Do the 5.4 million students in Texas’ public school system need to learn about Helen Heller? How about Hillary Clinton? What about “Judeo-Christian values”?

In a move made to “streamline” the public school social studies curriculum, the Texas State Board of Education voted to ditch several dozen historical figures — Clinton and Keller numbering among them — from its mandatory studies, the Dallas Morning News reports.

As for what made the cut, the Board of Ed still wants kids to remember the Alamo. And students are still required to learn about “Moses’ influence on the writing of the nation’s founding documents, multiple references to ‘Judeo-Christian’ values and a requirement that students explain how the ‘Arab rejection of the State of Israel has led to ongoing conflict’ in the Middle East,” according to the Dallas Morning News. High school students will find Moses where Thomas Hobbes used to be.

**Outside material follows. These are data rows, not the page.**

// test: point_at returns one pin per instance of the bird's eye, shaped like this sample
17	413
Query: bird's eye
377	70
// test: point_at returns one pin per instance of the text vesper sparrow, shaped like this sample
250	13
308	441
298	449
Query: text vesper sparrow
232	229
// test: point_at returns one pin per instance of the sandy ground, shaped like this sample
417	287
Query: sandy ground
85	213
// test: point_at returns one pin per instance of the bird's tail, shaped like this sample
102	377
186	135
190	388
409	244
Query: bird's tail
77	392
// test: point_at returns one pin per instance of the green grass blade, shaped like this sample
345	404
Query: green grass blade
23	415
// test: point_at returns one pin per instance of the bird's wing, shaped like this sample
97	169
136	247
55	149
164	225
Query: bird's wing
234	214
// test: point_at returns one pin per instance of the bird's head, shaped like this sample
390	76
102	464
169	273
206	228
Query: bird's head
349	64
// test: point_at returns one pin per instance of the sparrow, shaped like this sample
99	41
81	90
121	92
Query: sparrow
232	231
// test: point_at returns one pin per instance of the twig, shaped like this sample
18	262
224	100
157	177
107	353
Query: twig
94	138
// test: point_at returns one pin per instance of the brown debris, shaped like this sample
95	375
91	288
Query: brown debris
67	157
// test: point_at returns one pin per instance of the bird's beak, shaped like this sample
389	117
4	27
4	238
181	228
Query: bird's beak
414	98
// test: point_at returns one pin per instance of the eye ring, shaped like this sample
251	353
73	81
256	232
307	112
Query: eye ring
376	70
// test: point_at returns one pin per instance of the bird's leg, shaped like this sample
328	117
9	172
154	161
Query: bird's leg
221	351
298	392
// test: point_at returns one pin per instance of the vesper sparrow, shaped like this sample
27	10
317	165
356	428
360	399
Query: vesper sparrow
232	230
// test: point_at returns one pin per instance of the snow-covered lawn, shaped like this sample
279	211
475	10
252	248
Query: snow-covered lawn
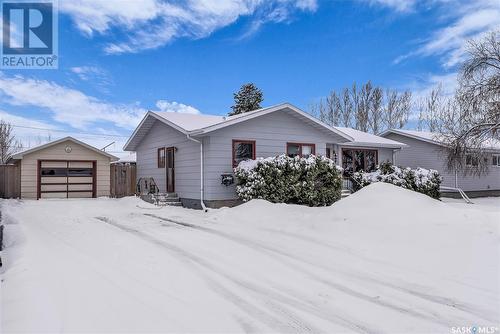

And one woman whose contributions to American history are frequently overlooked and/or misattributed to her friend and ally Cesar Chavez, Dolores Huerta, is getting her due, finally being added to a section on “significant leaders who supported various rights movements, including Martin Luther King Jr. [and] Chavez.”

Two teachers who spoke with the Dallas Morning News said that state requirements for history had grown so vast and cumbersome that students were too busy memorizing dates and names rather than devoting time to “real learning.” As for the process by which the Board of Education Marie Kondo-ed history class, a 15-member group of board-nominated volunteers  came up with a rubric for grading every historical figure to rank who is ‘essential’ to learn and who isn’t.”:

The formula asked questions like, “Did the person trigger a watershed change”; “Was the person from an underrepresented group”; and “Will their impact stand the test of time?”

Keller, mainstay of elementary school classes the nation over, scored a measly seven out of a possible 20 points.

Other significant changes involve not what was taken out but what’s being put in, especially with regard to some of the most seismic events in world history.

For fifth graders, a section on the Civil War will be amended to recognize the “central role of the expansion of slavery in causing the Civil War and other contributing factors including sectionalism and states’ rights.” As the Dallas Morning News reported, “previous language included a list of factors, among them slavery and states’ rights.”

And high school students will now see language about “German invasions of Poland and the Soviet Union, the Holocaust, the attack on Pearl Harbor, the Normandy landings, and the dropping of the atomic bombs” in the section on “the major causes and events of World War II.”